La position délicate de Pierre Ménès
De son côté, Pierre Ménès continue de se défendre bec et ongles. L’ancien consultant estime avoir été victime d’un “procès médiatique” et affirme que sa réputation a été durablement détruite. Depuis son licenciement de Canal+, il n’a pas retrouvé de poste dans un grand média français.
Dans sa plainte, il reproche à Marie Portolano d’avoir relayé des accusations qu’il juge infondées. L’ex-chroniqueuse écrit notamment dans son livre que certains considéraient qu’il disposait d’un “droit de cuissage” au sein de la chaîne, une expression que Ménès considère comme gravement diffamatoire.
Cette bataille judiciaire pose donc une question sensible : où s’arrête le droit à témoigner d’expériences vécues et où commence la diffamation ?
Le courage des femmes dans le sport et les médias
Quoi qu’il en soit, le soutien public d’Isabelle Ithurburu à Marie Portolano marque une étape importante.
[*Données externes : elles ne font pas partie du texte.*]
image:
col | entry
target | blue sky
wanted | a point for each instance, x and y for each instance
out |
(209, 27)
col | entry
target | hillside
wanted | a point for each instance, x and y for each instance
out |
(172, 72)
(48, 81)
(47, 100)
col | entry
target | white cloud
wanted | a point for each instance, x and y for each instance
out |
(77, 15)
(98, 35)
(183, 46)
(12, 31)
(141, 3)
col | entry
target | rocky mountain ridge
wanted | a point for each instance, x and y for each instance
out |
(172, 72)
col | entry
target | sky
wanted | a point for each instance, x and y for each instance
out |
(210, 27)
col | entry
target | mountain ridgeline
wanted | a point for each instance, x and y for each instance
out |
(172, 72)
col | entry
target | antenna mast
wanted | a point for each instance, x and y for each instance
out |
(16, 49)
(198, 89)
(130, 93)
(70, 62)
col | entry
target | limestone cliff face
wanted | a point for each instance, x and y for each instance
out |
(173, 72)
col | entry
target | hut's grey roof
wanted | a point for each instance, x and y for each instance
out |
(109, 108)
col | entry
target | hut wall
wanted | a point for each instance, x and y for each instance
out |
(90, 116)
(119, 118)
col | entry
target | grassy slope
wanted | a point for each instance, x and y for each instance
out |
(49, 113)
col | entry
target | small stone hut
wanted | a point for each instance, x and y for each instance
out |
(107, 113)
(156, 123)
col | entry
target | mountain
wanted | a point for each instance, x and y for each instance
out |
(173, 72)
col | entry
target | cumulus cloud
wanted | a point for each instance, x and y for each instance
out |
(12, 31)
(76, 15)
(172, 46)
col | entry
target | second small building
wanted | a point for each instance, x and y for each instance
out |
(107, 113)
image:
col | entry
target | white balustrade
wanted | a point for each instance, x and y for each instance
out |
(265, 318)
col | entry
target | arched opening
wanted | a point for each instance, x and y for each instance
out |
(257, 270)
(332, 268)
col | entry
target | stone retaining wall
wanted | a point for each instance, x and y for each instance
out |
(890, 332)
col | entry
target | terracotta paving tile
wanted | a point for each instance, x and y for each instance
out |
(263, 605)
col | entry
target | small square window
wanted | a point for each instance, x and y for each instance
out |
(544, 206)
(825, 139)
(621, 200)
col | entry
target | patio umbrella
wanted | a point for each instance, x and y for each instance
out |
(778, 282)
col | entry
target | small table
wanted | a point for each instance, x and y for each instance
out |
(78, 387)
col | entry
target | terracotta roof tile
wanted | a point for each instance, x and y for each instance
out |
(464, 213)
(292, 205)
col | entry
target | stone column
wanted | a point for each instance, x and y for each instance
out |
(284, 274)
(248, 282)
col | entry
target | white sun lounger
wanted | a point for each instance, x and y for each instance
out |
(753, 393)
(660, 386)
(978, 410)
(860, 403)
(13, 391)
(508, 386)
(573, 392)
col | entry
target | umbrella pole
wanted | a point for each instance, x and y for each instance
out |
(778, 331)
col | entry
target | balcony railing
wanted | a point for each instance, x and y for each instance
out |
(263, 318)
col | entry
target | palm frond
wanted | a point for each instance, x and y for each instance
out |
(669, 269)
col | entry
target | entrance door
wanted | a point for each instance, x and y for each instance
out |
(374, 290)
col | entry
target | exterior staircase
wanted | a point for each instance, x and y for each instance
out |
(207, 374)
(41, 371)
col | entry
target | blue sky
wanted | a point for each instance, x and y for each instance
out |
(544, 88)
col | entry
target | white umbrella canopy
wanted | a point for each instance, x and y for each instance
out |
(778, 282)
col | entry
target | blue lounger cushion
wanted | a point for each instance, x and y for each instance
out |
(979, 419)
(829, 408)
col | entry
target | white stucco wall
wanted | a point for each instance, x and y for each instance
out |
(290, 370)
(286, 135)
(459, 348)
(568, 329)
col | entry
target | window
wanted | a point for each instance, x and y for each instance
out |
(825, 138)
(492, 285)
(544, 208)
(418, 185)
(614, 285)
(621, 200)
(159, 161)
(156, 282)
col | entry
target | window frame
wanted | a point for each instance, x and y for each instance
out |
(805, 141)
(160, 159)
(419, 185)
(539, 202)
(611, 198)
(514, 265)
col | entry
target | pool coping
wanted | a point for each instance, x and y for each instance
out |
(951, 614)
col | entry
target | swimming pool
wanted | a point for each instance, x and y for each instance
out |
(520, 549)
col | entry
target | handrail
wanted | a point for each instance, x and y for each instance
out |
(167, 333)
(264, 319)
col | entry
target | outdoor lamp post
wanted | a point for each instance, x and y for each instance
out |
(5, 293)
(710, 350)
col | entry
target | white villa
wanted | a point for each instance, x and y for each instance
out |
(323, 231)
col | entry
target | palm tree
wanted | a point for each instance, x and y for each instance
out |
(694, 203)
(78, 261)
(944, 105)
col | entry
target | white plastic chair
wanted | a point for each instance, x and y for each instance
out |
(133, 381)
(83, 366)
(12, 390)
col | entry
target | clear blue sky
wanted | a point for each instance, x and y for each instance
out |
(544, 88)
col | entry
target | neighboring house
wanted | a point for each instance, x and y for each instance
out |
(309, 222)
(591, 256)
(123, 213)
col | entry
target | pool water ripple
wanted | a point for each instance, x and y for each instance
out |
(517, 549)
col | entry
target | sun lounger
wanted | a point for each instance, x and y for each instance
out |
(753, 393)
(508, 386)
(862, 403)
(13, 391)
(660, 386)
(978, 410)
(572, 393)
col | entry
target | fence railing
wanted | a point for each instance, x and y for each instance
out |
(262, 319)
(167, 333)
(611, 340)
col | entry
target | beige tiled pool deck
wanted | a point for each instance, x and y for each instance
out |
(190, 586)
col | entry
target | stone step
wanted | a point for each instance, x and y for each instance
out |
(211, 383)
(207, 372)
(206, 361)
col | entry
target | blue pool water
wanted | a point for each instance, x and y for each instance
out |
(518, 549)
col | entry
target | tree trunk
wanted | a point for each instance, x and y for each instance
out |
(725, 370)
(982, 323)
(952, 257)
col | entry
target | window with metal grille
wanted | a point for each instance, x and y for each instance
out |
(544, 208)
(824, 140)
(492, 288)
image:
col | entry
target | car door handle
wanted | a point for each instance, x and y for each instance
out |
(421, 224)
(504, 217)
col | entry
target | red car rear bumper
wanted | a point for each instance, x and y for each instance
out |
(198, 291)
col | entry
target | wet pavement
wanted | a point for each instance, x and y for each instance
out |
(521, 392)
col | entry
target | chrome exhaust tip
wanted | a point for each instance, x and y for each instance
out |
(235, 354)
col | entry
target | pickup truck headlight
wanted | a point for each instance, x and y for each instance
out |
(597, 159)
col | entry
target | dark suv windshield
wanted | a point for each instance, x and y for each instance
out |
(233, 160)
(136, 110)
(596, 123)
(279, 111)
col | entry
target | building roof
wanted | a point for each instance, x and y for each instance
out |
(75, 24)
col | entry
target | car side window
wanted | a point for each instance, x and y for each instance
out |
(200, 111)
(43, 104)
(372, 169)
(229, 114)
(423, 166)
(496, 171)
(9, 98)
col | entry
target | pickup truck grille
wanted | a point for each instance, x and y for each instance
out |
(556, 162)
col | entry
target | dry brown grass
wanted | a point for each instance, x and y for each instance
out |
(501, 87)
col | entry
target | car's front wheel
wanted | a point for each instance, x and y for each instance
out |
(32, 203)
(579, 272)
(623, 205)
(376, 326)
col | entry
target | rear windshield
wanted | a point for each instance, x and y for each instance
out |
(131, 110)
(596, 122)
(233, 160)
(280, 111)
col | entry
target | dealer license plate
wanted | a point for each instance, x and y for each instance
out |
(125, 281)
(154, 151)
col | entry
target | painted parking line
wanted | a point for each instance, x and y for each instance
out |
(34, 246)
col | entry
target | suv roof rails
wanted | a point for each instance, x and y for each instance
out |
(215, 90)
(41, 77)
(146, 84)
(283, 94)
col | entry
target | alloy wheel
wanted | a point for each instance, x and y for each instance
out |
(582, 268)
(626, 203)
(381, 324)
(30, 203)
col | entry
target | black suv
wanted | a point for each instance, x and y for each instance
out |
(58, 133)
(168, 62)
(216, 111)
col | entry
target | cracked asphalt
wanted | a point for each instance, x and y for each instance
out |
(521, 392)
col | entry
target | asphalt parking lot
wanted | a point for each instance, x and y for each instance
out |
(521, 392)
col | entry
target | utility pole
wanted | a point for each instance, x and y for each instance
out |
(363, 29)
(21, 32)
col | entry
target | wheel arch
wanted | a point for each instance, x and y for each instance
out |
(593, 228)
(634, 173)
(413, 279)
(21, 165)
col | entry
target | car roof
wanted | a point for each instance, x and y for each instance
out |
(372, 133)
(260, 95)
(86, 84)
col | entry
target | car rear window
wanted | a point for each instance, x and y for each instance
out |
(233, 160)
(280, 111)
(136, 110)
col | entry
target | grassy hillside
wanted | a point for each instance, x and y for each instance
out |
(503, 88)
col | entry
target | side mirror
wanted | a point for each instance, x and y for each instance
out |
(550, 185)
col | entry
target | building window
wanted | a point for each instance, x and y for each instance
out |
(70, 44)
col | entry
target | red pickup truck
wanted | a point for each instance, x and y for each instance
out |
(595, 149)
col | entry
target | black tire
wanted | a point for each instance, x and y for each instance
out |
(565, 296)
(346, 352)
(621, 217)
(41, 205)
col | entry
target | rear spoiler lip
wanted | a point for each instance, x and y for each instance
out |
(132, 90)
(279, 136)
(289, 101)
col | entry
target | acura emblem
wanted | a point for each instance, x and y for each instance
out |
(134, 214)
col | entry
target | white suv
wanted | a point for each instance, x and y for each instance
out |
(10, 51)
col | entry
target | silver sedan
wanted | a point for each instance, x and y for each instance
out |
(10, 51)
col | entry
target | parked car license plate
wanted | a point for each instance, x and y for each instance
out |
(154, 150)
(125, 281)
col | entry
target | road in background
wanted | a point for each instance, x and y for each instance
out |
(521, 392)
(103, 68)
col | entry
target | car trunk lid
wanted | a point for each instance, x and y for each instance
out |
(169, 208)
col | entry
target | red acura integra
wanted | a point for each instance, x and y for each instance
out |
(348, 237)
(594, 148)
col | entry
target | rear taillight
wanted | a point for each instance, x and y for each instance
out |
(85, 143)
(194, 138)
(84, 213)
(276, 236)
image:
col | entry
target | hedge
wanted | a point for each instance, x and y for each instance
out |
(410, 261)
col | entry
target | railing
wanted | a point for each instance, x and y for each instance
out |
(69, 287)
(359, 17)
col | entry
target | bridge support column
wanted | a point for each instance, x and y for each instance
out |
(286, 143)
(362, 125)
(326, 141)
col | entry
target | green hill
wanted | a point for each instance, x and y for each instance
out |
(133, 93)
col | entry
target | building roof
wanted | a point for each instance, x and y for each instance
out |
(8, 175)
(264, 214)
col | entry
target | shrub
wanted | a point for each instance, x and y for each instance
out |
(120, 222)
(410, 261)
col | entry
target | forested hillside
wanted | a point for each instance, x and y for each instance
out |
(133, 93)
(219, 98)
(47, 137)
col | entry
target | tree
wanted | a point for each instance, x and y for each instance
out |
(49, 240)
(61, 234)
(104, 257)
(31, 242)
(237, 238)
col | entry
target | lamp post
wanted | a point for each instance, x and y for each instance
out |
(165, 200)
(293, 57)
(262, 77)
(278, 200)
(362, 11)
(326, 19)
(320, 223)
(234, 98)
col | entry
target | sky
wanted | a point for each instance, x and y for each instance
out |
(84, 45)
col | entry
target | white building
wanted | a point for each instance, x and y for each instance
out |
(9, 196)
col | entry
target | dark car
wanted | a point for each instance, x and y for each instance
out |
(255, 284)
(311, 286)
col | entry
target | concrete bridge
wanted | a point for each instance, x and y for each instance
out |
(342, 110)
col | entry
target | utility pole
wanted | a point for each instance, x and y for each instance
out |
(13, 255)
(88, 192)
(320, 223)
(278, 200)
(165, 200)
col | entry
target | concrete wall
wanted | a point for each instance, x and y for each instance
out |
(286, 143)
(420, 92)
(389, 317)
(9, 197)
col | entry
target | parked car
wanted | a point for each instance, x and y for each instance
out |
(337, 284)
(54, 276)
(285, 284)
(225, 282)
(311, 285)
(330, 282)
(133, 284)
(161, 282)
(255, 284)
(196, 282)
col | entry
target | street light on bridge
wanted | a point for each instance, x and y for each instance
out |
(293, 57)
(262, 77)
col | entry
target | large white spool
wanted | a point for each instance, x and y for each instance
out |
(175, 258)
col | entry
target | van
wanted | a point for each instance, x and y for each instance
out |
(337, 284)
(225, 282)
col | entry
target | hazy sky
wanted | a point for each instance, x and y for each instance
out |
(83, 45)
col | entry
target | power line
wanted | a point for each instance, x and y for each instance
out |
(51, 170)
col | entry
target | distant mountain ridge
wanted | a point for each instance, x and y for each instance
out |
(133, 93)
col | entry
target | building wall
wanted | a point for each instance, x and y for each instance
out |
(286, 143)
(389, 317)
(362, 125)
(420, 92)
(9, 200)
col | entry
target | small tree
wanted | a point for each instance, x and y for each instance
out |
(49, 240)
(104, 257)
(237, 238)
La présentatrice, désormais à la tête de plusieurs émissions phares de TF1 – 50’ Inside, Les Maternelles et prochainement la Coupe du monde de rugby féminine 2025 – dispose d’une forte notoriété. Sa prise de parole contribue à rappeler que ce combat n’est pas terminé.
Elle insiste notamment sur la nécessité de continuer à donner la parole aux femmes :
« Il y a encore des femmes qui n’osent pas parler. Il faut continuer… »
Un message qui résonne particulièrement dans un secteur où les jeunes journalistes féminines peinent encore à s’imposer et où les discriminations demeurent une réalité.
Une affaire à suivre
La mise en examen de Marie Portolano ne constitue pas une condamnation, mais une étape judiciaire qui lui permet de préparer sa défense. Le procès, s’il a lieu, sera sans doute très médiatisé tant les personnalités concernées sont connues du grand public.
Derrière cette affaire, c’est la question de la liberté de dénonciation, du rôle des médias et du respect des victimes présumées qui sera posée. Isabelle Ithurburu, par sa prise de position, rappelle que le combat contre le sexisme n’est pas terminé et qu’il reste essentiel de soutenir celles et ceux qui osent parler.